Straubinger Tagblatt/Landshuter Zeitung'daysa  "Yoksul bir çocuk anne- babasının değil, toplumun ayıbıdır" ifadesi kullanılıyor:

"Pek çok yoksul çocuk, yerinden yurdundan kaçmak zorunda kalmış ailelerin çocukları. Bu çocuklar 'biyolojik Alman' çocuklardan daha az değerli de değiller. Fırsat eşitliği laftan ibaret değilse, yardım etmek şart. Adı her ne olursa olsun devletin vereceği sosyal yardımlar hem ahlaki hem de ekonomik alanda buna değecek yatırımlar olacak. Örneğin diz üstü bilgisayarı olmayan çocuklara bunlar ödünç verilerek, ya da evde huzurlu bir ortamda yaşayamayan çocuklara bedava bakım imkânı sağlayarak bu konudaki ilk adımlar atılabilir. Yoksul bir çocuk anne babasının değil, toplumun ayıbıdır."
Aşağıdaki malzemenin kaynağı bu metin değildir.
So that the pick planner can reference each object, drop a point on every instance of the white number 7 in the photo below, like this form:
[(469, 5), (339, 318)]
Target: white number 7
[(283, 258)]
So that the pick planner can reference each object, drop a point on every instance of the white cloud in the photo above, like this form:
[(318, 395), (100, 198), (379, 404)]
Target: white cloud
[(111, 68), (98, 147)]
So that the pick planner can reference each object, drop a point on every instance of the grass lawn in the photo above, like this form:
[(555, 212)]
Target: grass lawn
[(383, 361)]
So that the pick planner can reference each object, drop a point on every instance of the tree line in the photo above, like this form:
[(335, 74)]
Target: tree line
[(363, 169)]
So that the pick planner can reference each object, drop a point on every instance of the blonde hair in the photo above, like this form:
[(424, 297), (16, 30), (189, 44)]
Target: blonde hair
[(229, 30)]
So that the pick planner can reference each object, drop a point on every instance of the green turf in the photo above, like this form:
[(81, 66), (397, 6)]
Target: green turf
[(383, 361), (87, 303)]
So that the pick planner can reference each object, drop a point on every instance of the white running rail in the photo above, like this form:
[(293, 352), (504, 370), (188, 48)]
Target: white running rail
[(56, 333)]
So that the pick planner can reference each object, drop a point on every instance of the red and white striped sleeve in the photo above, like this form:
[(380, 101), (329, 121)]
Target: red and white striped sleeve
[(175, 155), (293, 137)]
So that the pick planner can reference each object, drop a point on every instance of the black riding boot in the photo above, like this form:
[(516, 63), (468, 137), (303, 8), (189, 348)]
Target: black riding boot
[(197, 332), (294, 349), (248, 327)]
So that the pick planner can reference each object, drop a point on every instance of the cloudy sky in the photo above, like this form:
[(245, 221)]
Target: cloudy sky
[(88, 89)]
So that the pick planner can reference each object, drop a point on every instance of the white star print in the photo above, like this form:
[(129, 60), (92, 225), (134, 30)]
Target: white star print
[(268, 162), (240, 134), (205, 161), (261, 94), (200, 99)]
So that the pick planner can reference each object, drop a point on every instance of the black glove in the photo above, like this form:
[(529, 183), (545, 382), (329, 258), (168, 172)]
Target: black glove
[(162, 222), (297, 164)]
Halle merkezli Mitteldeutsche Zeitung'un aynı konudaki yorumu da şöyle:

"Devletin çocuklara yönelik yardımları topluca yapılıp adil biçimde dağıtılmalı. Ancak yüksek gelirli olanlar çocukları üzerinden vergi muafiyeti alırken, düşük gelirli ailelerin çocukları için ödenen yardımlardan daha fazla mali avantaj sağlayabiliyor. Bu çok saçma. Çocuklar için çocuk bakım parası ya da barınma yardımını da içeren temel bir geçim güvencesi olması, daha mantıklı bir uygulama olur. Ancak bunun için de siyasi bir motivasyon ve kararlılık şart."